David Miller shot himself toward the end of the year. I've previously posted about that. The guys in my poker group who also knew him have been brought much closer in the aftermath. They were always friends of mine, but now I feel a strength of friendship that wasn't there before.

I've further developed and strengthened my friendship with Paul, and I am thankful for that.

My fellow inventor, brother, and friend Brian is always someone I'm thankful for. Sure, we've come up with some really crazy patent ideas that we laughed at the next morning, but even the dumb stuff is fun with Brian. He may be quirky like I am (inventors are quirky), but he also has the kindest and fairest heart of anybody I know.

My other brother, Michael, together with his wife Leanna, brought two wonderful cousins into my kids' lives (and my life). We so enjoyed seeing all of the kids play together this year.

I am thankful also for what many people would consider the strangest of all relationships -- a close friendship between my current and former wives. They call each other just to talk, they work closely on raising my 9 year old, and they genuinely like each other. Blended families are never easy, but they can be fun, happy and healthy if the adults act like adults and actually like each other. I am so grateful that we have such a situation. My first wife plans to remarry this year, and I am very hopeful that her new husband will make my daughter's good situation even better. I hope to get to know her new husband well, despite the golfer (him)/non-golfer (me) disparity.

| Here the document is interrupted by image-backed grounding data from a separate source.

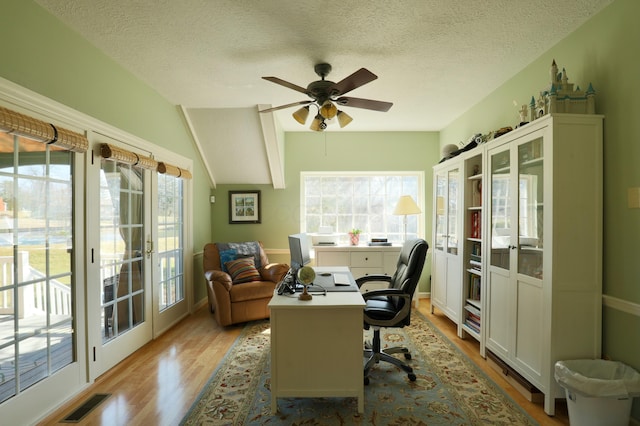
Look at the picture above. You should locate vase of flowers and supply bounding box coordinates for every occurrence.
[348,229,361,246]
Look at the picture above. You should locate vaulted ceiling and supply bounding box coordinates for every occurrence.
[35,0,613,186]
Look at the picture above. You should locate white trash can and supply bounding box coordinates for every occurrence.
[555,359,640,426]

My wife and I have worked very hard to keep our marriage healthy and happy, and my good feelings about that are such that I don't think there is a word in the English language to really capture it. Happy-Grateful-Family-Close-Smile-Work-Reward-Yay-alicious?

It goes without saying that I am more thankful for my children than ever.

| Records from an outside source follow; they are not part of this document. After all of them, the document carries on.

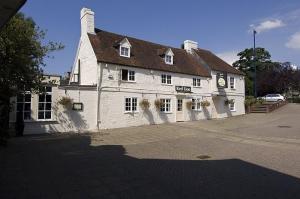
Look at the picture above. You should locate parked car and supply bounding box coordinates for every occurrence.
[263,94,285,102]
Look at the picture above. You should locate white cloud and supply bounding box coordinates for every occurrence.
[250,19,285,33]
[216,51,239,65]
[286,32,300,49]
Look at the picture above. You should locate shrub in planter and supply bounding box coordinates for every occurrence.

I've tried hard this year to strengthen my relationship with my in-laws. I am (as is obvious to anybody who knows me) pretty quirky at times, and I think that put a lot of strain on things. I think things with them are now pretty healthy, and I'm going to continue to work on making them feel as welcome in my life as my own parents do. I wish I lived in the same city as my brother-in-law. He, his wife, and their son are all wonderful, engaging people and I am so hopeful that I can get closer to them.

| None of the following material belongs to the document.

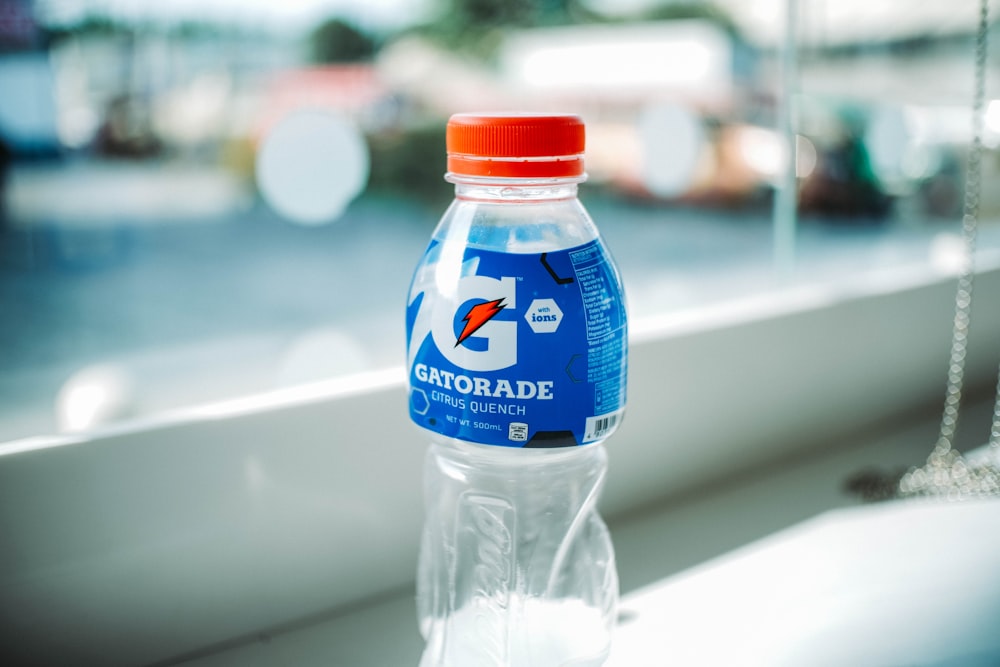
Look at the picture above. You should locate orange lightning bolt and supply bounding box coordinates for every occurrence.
[456,299,506,347]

This year I revisited often the decision to not work at a law firm, with the 80 hour workweeks and enormous paychecks and bonuses. Each time I think about it, though, I realize that I've given up an incredible amount of money, but essentially paid for the ability to know my children and interact with my wife. It is still worth it. And more.

My former classmate continues to be President of the United States. Having a classmate do THAT is enough to make anybody wonder if they're working to their full potential. But the same logic applies -- in my old age, the worst regret I can imagine is that I didn't know my children. I will not have that regret, and all other regrets pale beside it.

I've become less trusting this year. I've become older. I've become more comfortable setting appropriate limits for my kids. I'm looking forward to finally getting some vacation time alone with my wife (nursing babies is an awesome way to raise happy kids, but doesn't make for easy travel away from the babies). I'm looking forward to vacations with the kids. I'm looking forward to going SCUBA diving with Eva (my first wife and current wife both don't like SCUBA -- Eva's psyched about it!). I'm looking forward to inventing more things, although I'm hoping to expand my area of work to include different art areas.

Mostly, I'm looking forward to time with my family, to building my friendships, and to trying to emulate my dad's "enjoy the good" attitude.

I pray that everyone gets or remains healthy and happy this year, but as I sit here today, with a wonderful wife, wonderful children, wonderful parents and brothers, and good friends, I consider myself a very lucky man.